Shared components might have complex scaling rules that your control plane needs to follow. For example, if you use a bin-packing approach to deploy your tenants' databases, the control plane must assign each new database to an Azure SQL elastic pool.

You might determine that you need to increase the resources allocated to your pool for every tenth database that you add. When you add or remove a tenant, your control plane needs to re-evaluate the pool's configuration and decide whether to change the pool's resources. When you reach the maximum number of databases that you can assign to a single elastic pool, you need to create a new pool and use that pool for new tenant databases. Your control plane must manage each of these shared components, including scaling and reconfiguring them when changes occur.

When your control plane manages shared components, it's important to be aware of race conditions, which can occur when multiple operations happen in parallel. For example, if you onboard a new tenant at the same time that you offboard a different tenant, you need to ensure that your ultimate end state is consistent and meets your scaling requirements.

Use multiple control planes

In a complex environment, you might need to use multiple control planes that manage different areas. Many multitenant solutions follow the Deployment Stamps pattern and shard tenants across multiple stamps. In this pattern, you might create separate control planes for global and stamp responsibilities.

Tip

Coordinating across multiple control planes adds complexity, so try to minimize the number of control planes that you build. Most solutions need only one control plane.

Global control planes

A global control plane typically handles the overall management and tracking of tenants. A global control plane can have the following responsibilities:

  • Tenant placement: The global control plane determines which stamp a tenant should use. It might make this determination based on factors like the tenant's region, each stamp's capacity usage, and the tenant's service-level requirements.

  • Tenant onboarding and life cycle management: These responsibilities include tracking all tenants across deployments.

Stamp control planes

Each deployment stamp includes its own stamp control plane, which manages the tenants and resources allocated to that stamp. A stamp control plane can have the following responsibilities:

  • Tenant resource provisioning: It creates and manages tenant-specific resources within the stamp, like databases and storage containers.

  • Shared resource management: It monitors the consumption of shared resources and deploys new instances when they approach their maximum capacity.

  • Maintenance operations: It handles tasks within the stamp, like database index management and cleanup operations.

Each stamp's control plane coordinates with the global control plane. For example, if a new tenant signs up, the global control plane might initially select a stamp for the tenant's resources. Then the global control plane prompts the stamp's control plane to create the necessary resources for the tenant.

The following diagram shows how two control planes might coexist in a single system.

Diagram that shows a logical system design. The design has a global control plane and stamp control planes.

Tenant control planes

Tenants might use a tenant-level control plane to manage their own logical or physical resources. A tenant control plane can have the following responsibilities:

  • Configuration management: It handles tenant-specific configuration, like user access.

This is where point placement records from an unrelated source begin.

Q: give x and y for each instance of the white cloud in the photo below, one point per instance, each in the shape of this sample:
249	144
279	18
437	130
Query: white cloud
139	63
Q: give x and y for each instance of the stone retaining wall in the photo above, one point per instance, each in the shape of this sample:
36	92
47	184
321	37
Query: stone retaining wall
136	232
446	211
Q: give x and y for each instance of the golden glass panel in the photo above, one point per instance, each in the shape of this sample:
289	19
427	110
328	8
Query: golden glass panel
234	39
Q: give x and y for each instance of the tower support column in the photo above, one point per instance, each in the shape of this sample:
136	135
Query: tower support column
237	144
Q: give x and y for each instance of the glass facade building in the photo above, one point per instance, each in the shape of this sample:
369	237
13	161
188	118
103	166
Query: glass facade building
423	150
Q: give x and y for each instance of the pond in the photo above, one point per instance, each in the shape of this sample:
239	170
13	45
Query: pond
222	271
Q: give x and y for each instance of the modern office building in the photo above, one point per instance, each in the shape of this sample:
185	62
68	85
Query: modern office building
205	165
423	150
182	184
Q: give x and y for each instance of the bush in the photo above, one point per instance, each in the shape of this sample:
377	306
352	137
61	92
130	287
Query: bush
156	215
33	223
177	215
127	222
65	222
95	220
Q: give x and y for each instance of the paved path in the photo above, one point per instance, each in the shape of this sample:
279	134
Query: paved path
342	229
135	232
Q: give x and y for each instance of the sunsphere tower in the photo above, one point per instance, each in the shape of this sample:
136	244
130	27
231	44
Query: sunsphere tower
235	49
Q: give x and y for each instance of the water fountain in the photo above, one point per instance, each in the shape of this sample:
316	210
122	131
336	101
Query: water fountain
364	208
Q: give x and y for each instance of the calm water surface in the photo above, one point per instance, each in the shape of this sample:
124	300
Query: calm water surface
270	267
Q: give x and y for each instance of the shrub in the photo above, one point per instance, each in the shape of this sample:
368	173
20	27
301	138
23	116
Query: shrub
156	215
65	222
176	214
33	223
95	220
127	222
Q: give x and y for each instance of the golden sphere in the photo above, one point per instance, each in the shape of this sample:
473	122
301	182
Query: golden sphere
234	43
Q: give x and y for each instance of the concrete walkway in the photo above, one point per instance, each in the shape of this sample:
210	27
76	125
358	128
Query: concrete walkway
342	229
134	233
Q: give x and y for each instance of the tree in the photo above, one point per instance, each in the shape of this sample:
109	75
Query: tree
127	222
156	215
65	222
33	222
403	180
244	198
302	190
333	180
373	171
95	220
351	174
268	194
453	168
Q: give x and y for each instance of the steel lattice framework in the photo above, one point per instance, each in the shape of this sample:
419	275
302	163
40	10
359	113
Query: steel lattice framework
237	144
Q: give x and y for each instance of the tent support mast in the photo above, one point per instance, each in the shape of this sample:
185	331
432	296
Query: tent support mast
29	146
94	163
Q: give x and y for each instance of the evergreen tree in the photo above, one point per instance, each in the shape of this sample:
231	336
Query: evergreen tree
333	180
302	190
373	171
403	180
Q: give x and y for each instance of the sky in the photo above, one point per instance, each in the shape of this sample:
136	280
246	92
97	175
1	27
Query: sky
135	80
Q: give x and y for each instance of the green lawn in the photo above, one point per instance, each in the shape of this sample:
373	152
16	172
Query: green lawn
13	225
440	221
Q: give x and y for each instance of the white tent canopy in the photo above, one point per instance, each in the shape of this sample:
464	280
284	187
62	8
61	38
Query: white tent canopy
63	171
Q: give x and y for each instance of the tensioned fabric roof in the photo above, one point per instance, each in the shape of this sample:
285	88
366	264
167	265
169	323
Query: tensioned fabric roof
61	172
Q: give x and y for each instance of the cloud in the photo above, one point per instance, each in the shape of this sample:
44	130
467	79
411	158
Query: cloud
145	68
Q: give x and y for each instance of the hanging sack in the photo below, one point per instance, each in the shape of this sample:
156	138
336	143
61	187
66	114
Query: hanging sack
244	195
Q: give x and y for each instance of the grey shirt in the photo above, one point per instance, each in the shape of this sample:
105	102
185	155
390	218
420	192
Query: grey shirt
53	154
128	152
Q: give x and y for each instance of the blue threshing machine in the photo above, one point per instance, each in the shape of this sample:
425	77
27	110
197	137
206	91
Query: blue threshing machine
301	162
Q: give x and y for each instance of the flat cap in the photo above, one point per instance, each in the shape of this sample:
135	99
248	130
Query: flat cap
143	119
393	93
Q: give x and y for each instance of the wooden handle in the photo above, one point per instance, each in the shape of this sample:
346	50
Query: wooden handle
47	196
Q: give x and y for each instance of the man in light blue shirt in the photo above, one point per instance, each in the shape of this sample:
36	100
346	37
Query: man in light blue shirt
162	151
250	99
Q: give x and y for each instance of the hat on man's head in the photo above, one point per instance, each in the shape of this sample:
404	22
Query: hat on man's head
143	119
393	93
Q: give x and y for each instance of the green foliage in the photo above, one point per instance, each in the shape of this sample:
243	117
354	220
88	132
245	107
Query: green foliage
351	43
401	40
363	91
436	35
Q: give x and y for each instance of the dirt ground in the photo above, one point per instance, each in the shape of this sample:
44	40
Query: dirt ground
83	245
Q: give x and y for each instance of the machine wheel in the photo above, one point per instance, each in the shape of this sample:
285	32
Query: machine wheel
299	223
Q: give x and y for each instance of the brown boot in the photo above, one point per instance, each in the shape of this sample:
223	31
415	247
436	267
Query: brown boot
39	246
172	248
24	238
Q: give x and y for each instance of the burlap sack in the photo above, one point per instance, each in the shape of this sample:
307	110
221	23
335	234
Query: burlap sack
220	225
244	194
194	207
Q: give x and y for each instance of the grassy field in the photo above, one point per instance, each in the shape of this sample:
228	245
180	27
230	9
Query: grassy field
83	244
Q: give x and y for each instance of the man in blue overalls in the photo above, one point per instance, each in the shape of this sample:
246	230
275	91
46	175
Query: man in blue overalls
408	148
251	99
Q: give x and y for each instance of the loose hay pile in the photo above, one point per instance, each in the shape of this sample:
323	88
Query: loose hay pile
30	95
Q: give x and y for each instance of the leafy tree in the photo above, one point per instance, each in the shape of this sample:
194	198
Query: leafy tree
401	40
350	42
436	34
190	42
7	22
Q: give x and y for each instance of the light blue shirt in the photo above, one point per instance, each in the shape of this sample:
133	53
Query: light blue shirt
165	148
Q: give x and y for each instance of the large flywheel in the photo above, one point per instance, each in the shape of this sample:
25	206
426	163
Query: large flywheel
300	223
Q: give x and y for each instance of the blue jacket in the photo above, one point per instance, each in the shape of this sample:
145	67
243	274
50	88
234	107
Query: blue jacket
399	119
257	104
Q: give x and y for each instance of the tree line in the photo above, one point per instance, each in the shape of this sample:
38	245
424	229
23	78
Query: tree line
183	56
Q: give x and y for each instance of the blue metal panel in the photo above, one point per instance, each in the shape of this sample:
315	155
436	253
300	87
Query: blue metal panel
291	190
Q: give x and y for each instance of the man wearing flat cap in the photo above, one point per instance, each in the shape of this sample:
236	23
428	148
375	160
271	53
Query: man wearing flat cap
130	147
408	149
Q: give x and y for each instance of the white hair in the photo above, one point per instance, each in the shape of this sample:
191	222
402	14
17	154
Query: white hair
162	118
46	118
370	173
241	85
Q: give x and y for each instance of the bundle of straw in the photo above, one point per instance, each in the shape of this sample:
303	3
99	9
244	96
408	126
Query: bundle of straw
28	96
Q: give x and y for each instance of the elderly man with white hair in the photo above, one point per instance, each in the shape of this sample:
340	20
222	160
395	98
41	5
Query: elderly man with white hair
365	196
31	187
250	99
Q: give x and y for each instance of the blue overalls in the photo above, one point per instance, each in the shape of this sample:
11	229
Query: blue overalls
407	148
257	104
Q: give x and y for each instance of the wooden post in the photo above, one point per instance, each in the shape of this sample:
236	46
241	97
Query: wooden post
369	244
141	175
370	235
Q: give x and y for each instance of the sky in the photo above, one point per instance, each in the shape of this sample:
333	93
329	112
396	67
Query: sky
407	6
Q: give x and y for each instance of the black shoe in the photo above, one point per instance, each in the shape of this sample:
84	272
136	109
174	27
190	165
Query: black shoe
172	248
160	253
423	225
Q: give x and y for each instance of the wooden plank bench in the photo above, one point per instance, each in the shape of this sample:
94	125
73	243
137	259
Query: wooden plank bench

  • Tenant-initiated maintenance operations: It supports operations like backing up data or downloading previous backups.

  • Update management: It performs updates if you allow tenants to control their own updates to their applications.

The following diagram shows a complex system that has a global control plane, stamp control planes, and tenant control planes.

Diagram that shows a logical system design. The design has a global control plane, stamp control planes, and tenant control planes.